From Left: Thomas Iannacone (Monique Lhuillier); Kyle Erickson (Carolina Herrera); George Chinsee (JLM Couture).
The buzz over Chelsea Clinton's upcoming wedding is gaining momentum, and while people speculate about every detail, our fashion department is concerned with just one thing: the dress. We've chosen six gowns sure to keep all eyes focused on her, instead of her famous parents.
Rumor has it that the former first daughter will have an all-American wedding this summer in up-state New York. If she decides to go the preppy route, she could slip on this embroidered Swiss-dot ball gown by Oscar de la Renta, which is finished with an adorable scalloped hem.
Judging from her minimalist style, we think this slim-fitting Lela Rose dress would match Chelsea's personality—and show off her tiny waist. While it's a simple shape, the embellished belt and tulle cap sleeves add subtle touches of glamour.

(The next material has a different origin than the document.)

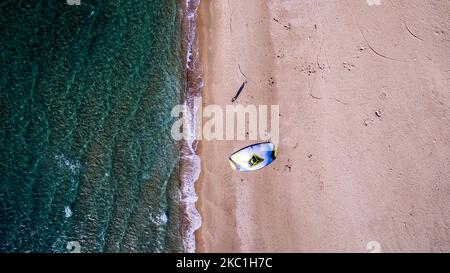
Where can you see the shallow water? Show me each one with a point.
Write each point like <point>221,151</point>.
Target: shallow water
<point>86,153</point>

If Chels is one of those girls who always dreamed of being a princess for her wedding, Jim Hjelm's contemporary spin on the classic ball gown would do the trick. The soft organza skirt is full but not stiff (so it wouldn't envelop her small frame), while the fitted lace bodice is a throwback to the quintessential princess, Grace Kelly.
From Left: Kyle Erickson (Amsale); George Chinsee (Oscar de la Renta); John Aquino (Lela Rose).
We don't know how daring Chelsea is willing to go, but we could totally picture her playing haute bohemian for a day in Monique Lhuillier's textured gown. It's definitely original—and would be more than a little unexpected.
Who says the bride has to wear white? We'd love to see Ms. Clinton bring out her glamorous, sophisticated side in Carolina Herrera's dramatic pale gray dress. The halter neckline would show off her amazing shoulders, and the flared, tiered skirt would add a touch of drama.
If she starts to crack from the pressure of planning the wedding of the year, Chels can flit off to City Hall wearing Amsale's cute little frock. The high bateau neckline dips down in back to show off a gorgeous back, and the length makes it a dress she could seriously dance in.